Ancaman nir-militer terhadap sistem pertahanan negara adalah ancaman yang
berdimensi ideologi, politik, ekonomi, sosial budaya, teknologi
informasi, dan keselamatan umum.
Ancaman berdimensi
ideologi adalah ancaman yang berusaha menggunakan atau memasukkan ideologi
lain selain ideologi pancasila ke dalam faham pemikiran masyarakat umum,
hal ini terlihat pada gerakan kelompok radikal yag ada di indonesia. Motif yang
melatarbelakangi gerakan-gerakan tersebut dapat berupa dalih agama,
etnik, atau kepentingan rakyat. sampai saat ini masih terdapat unsur-unsur radikalisme yang menggunakan
atribut keagamaan berusaha mendirikan negara dengan ideologi lain.
Ancaman berdimensi
Politik dapat terjadi dari luar negeri yang dilakukan oleh aktor negara
dan aktor yang bukan negara dengan menggunakan isu-isu global sebagai kendaraan
untuk menyerang atau menekan Indonesia.
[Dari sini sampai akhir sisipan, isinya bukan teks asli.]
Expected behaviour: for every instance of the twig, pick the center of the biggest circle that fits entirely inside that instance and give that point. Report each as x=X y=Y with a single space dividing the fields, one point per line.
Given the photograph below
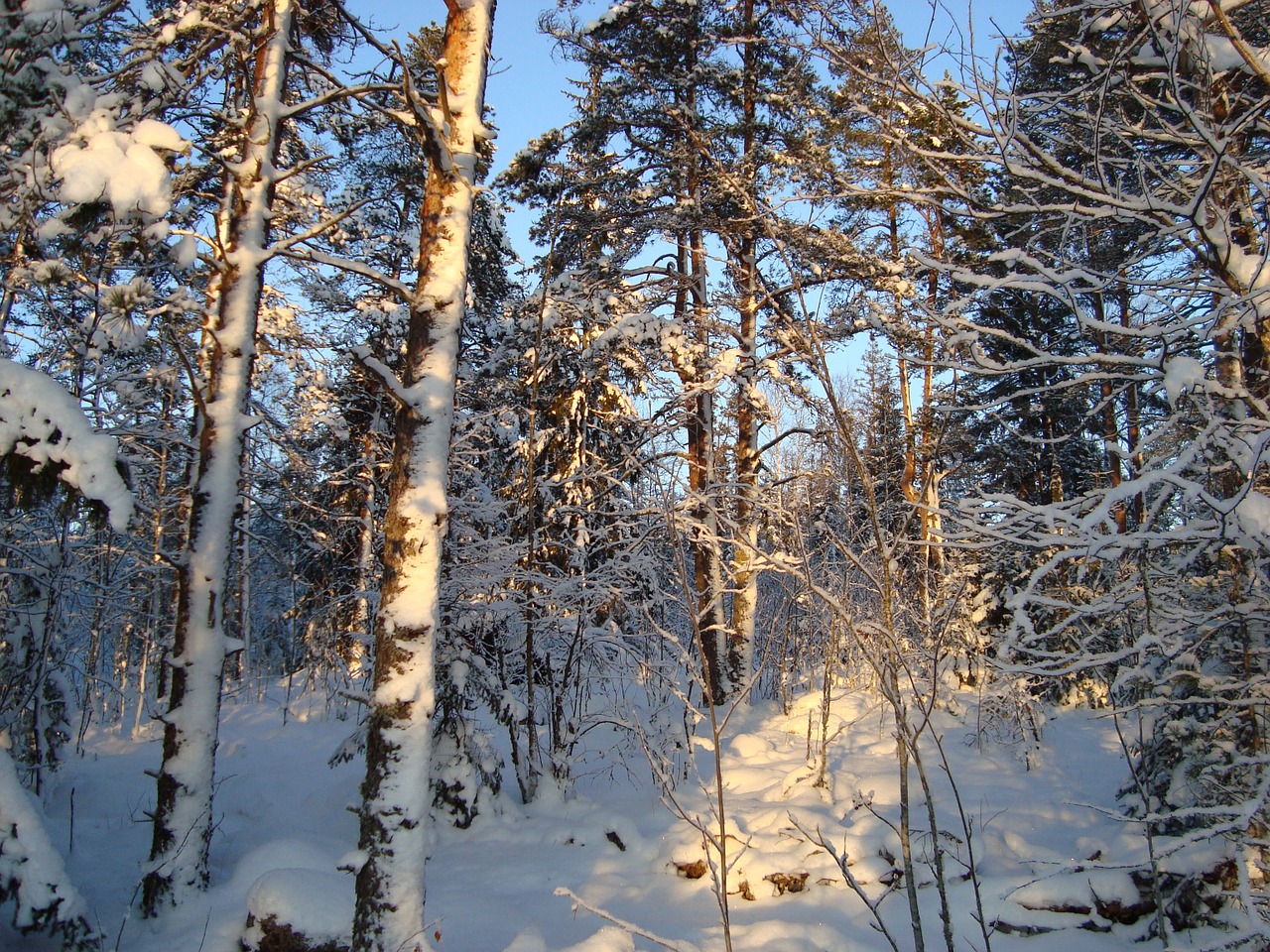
x=578 y=901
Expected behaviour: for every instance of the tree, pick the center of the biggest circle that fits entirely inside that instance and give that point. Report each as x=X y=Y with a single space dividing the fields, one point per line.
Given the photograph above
x=389 y=914
x=1125 y=175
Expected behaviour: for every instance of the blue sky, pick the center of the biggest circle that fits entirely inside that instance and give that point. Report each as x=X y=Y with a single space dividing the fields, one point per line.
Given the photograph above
x=527 y=82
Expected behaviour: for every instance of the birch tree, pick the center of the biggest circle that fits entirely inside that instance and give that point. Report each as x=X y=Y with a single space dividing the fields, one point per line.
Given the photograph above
x=394 y=820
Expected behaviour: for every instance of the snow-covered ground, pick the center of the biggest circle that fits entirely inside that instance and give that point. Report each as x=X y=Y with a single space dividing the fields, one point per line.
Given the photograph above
x=284 y=825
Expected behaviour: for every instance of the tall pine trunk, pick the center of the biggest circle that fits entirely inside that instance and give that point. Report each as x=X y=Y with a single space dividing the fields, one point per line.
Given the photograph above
x=183 y=811
x=397 y=796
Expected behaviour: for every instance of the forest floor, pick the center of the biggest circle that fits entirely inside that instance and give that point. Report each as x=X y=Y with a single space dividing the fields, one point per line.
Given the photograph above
x=1042 y=829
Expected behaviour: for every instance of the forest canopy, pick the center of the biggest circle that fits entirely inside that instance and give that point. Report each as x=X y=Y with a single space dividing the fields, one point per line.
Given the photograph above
x=829 y=372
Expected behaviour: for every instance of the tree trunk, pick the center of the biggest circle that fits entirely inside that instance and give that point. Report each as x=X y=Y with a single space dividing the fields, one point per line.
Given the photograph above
x=183 y=812
x=744 y=599
x=397 y=794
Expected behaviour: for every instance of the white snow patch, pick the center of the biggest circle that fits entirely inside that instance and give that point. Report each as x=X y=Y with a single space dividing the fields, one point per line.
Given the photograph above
x=44 y=422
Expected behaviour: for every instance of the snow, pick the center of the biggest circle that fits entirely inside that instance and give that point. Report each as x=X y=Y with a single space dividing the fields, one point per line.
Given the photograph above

Pelaksanaan penegakan HAM, demokratisasi,
penanganan lingkungan hidup, serta penyelenggaraan pemerintahan yang
bersih dan akuntabel selalu menjadi komoditas politik bagi masyarakat
internasional untuk mengintervensi suatu negara. sedanagkan ancaman yang
bersumber dari dalam negeri dapat berupa penggunaan kekuatan berupa
mobilisasi massa untuk menumbangkan suatu pemerintahan yang berkuasa,
atau menggalang kekuatan politik untuk melemahkan kekuasaan pemerintah.
Ancaman berdimensi
ekonomi terdiri dari 2 (dua) faktor, Internal dan ekstenal. Ancaman
internal dapat berupa inflasi dan pengangguran yang tinggi, infrastruktur yang
tidak memadai, penetapan sistem ekonomi yang belum jelas, ketimpangan
distribusi pendapatan dan ekonomi biaya tinggi, sedangkan secara eksternal,
dapat berbentuk indikator kinerja ekonomi yang buruk, daya saing rendah,
ketidaksiapan menghadapi era globalisasi, dan tingkat dependensi yang cukup
tinggi terhadap asing.
Ancaman berdimensi sosial
budaya diusung oleh isu isu kemiskinan, kebodohan, keterbelakangan,
dan ketidakadilan bila dilihat dari perspektif dalam negeri. Ancaman dari luar
timbul bersamaan dengan dinamika yang terjadi dalam format globalisasi dengan
melakukan penetrasi nilai-nilai budaya dari luar negeri yang dapat mempengaruhi
nilai-nilai sosial dan kebuayaan asli Indonesia.
Ancaman berdimensi
teknologi dan komunikasi berasal dari pemanfaatan ilmu pengetahuan dan
teknologi (Iptek) sebagai media penghantarnya, seperti kejahatan cyber dan
kejahatan perbankan. Ancaman lain adalah lambatnya perkembangan kemajuan
Iptek di Indonesia sehingga menyebabkan ketergantungan teknologi terhadap
negara negara maju semakin tinggi, serta rendahnya tingkat apresiasi
masyarakat terhadap produk Iptek dalam negeri.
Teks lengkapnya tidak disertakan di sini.